I cried because I didn’t know what to do with the anger. There’s no one to foist it upon. No one deserves it. Certainly no one wants to hear all of it.

One thing I’ve been doing to deal with it is journaling, some by hand in a lovely book Larry gave me, and some on the computer.
When I’m angry or upset or very anxious, writing on the computer suits me better: it’s faster, and the sound of the keys clicking helps to calm me.
Much of what goes in my journal is for my eyes only. But here’s a bit of what I’ve written lately.
It’s personal. It’s embarrassing. But it’s a way to show what I’m thinking:


I am stuck. I am sad. I am depressed. I am lazy. I am immobile. I do what I have to do, absolutely have to do, and a little of what I want to do, and then it’s sleep. It’s nothing. I have a nothing life. I have a small life. And I don’t know how to get a big one. I want a reason to get up in the morning. I need something to push me through life. Oh, God, have mercy on me, please.

And then later:

My past is over. I am 51 years old and it’s time to do what I want to do with my life. Not selfishly. But I need to stop adding that. “Not selfishly.” I am not a selfish person usually. It’s OK that I want to do something with my life that makes me happy and content and in the flow. I want to be in the flow. I want a good life, a big life.
What is a big life to me? I’m not yet sure. But it’s more than I’m living now. It’s doing what I want. Doing. Things. I. Want. To. Do. Loving others. Being honest. Being compassionate. Helping to make the world better. Being in the flow. Being in the flow. Not letting fear and fatigue stop me. Not letting depression or OCD or anxiety stop me. Living in spite them. Living a big life in spite of them. In spite of my past. Living a big life.

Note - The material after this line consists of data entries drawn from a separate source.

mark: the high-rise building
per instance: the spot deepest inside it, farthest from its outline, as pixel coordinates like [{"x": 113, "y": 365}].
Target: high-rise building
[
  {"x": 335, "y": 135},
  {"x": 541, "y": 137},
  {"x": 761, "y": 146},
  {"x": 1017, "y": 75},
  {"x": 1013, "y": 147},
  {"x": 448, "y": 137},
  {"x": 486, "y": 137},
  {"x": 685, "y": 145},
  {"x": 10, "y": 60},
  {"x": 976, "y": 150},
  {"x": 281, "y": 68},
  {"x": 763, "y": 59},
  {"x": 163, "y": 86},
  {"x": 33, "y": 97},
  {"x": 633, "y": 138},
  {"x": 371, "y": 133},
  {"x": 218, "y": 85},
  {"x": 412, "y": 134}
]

Yes, I’m struggling. But I have hope. Things will get better. I am putting one foot in front of the other, every day. I will get better.
I will learn more about who I am and how to be in this world so that I have a positive effect on those around me.

Part of my journey is rethinking how I’m spending my time and what I’m writing. With that in mind, I’ll be starting a new posting schedule, changing to two times a week, Mondays and Thursdays. I won’t post again this week, so I’ll be back here on Monday, Sept. 8.
I’d like to devote Bringing Along OCD to the subjects that I originally started out with. I want to use this blog as a form of mental health advocacy.